The court ruling explained that those entering the United States illegally are subject to deportation, which can be based on “any number of factors.”
Judge Patrick McAnany, who wrote the opinion: “However, while an illegal alien is subject to deportation, that person’s ongoing presence in the United States is and of itself is not a crime unless that person had been previously deported and regained illegal entry into this country,” the ruling, written by Judge Patrick McAnany, said."
What?!
Now if that isn’t some kind of perverted, twisted legal reasoning, I don’t know what is. “You committed an offense, but you haven’t been charged for it, and since Congress hasn’t explicitly stated that your offense is still an offense, then it’s not.”
Is it any wonder that immigration law is being ignored, since, once you’re here, you’re here?
What would it take…the Attorney General issuing a John Doe/Jane Roe warrant for anyone who had entered the country illegally? I don’t even know if that could be done. I know Holder would never do it. He’s got his own legal battles.
So, no, I wasn’t addressing executive privilege nor a SCOTUS ruling.
O visas can’t be adjudicated on the spot; the O petition has to be adjudicated by USCIS first, but once it’s approved, Canadian citizens are visa exempt and can apply for admission in O status on the spot with the approval notice for the petition. TNs are much less complicated.
Farmer Jane,
See if you can come up with anything that might fall under the umbrella of “social services” that isn’t welfare.
I’ll give you a minute.
Time’s up.
See where you went wrong there?
The court was applying the federal statute and controlling SCOTUS precedent. It’s not “perverted, twisted legal reasoning”; it’s the law. Do I really need to spell out the importance of specificity in criminal statutes? Do you want your state to be able to put you in jail for forgetting to, say, renew your vehicle registration?
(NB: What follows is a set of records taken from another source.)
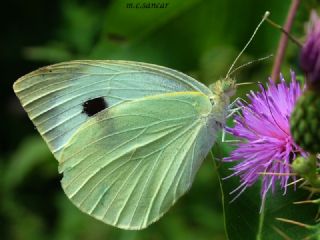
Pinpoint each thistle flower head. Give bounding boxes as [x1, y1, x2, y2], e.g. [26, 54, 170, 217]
[300, 11, 320, 86]
[224, 72, 305, 201]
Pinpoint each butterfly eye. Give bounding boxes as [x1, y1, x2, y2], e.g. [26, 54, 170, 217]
[82, 97, 108, 117]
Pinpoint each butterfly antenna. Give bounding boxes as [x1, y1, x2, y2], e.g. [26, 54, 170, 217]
[229, 54, 273, 75]
[226, 11, 270, 78]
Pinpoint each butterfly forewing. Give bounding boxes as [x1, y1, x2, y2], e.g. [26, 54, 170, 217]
[14, 61, 212, 160]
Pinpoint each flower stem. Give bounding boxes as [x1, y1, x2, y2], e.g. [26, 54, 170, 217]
[271, 0, 300, 82]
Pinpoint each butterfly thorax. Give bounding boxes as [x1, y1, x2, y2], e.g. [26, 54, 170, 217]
[209, 77, 236, 126]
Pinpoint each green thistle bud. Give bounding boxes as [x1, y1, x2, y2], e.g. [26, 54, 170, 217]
[290, 90, 320, 154]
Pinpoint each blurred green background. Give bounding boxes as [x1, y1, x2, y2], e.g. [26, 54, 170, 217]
[0, 0, 308, 240]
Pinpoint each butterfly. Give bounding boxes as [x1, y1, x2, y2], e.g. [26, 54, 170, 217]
[13, 10, 267, 229]
[14, 60, 236, 229]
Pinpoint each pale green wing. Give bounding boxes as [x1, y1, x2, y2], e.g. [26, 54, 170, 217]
[14, 61, 212, 160]
[59, 92, 217, 229]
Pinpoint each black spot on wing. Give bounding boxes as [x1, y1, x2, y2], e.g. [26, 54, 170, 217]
[82, 97, 108, 117]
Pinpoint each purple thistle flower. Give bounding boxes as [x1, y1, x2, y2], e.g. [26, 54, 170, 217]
[300, 11, 320, 86]
[224, 72, 305, 202]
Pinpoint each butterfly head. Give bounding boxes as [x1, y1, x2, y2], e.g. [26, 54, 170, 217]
[210, 77, 236, 99]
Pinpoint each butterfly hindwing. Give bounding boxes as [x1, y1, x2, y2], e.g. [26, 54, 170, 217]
[59, 92, 217, 229]
[14, 60, 212, 161]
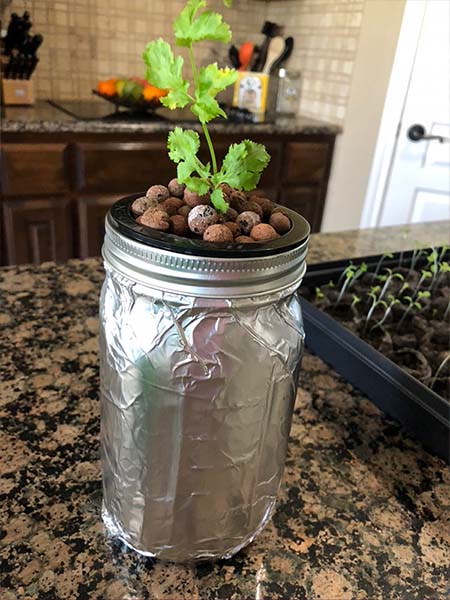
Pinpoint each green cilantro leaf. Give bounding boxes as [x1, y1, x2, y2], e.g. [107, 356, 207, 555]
[191, 63, 238, 123]
[167, 127, 200, 163]
[182, 176, 210, 196]
[197, 63, 238, 96]
[143, 39, 190, 109]
[173, 0, 231, 46]
[211, 188, 229, 213]
[211, 140, 270, 191]
[167, 127, 211, 194]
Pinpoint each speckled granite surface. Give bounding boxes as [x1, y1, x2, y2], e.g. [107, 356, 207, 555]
[308, 220, 450, 264]
[0, 226, 450, 600]
[1, 100, 341, 135]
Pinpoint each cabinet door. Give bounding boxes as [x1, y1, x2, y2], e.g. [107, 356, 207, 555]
[283, 141, 332, 185]
[77, 195, 119, 258]
[76, 141, 176, 196]
[281, 187, 323, 233]
[2, 197, 73, 265]
[1, 144, 70, 196]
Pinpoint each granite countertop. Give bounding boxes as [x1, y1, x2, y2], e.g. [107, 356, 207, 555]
[0, 223, 450, 600]
[1, 99, 341, 135]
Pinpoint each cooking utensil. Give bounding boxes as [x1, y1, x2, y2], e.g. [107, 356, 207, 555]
[251, 21, 280, 71]
[228, 45, 241, 69]
[269, 37, 294, 74]
[262, 35, 286, 73]
[239, 42, 254, 71]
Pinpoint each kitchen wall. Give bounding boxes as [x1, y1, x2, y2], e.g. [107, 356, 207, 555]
[0, 0, 365, 123]
[266, 0, 366, 124]
[4, 0, 265, 100]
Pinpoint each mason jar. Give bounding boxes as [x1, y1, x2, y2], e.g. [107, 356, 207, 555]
[100, 194, 309, 562]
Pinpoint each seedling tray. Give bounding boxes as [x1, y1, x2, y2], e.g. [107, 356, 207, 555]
[302, 247, 450, 462]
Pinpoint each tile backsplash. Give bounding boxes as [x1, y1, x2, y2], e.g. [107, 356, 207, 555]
[266, 0, 366, 124]
[3, 0, 365, 123]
I don’t understand why you’re referencing that case in the first place. Immigration law is the province of the federal government, not the states. A state court ruling on an immigration issue is not controlling precedent. However, that decision was in accordance with the federal law.
Executive privilege doesn’t mean what you seem to think it does, for the record.
I picked border states because of the obvious. Look at the budget problems California is in.
Hm. I don’t know what it was then. It was for a British citizen, and my understanding was that a US consular official in London had some decision-making powers over the length of time for the renewal, but I clearly had some misinformation to start with, so I’m not a reliable witness.
Yeah, what a bummer.
The Court upheld the law as written? How dare they!
And to think if it hadn’t been for your superb legal analysis, this gross miscarriage of justice may have gone undetected!
Clearly you and I have different interpretations of the word ‘welfare’.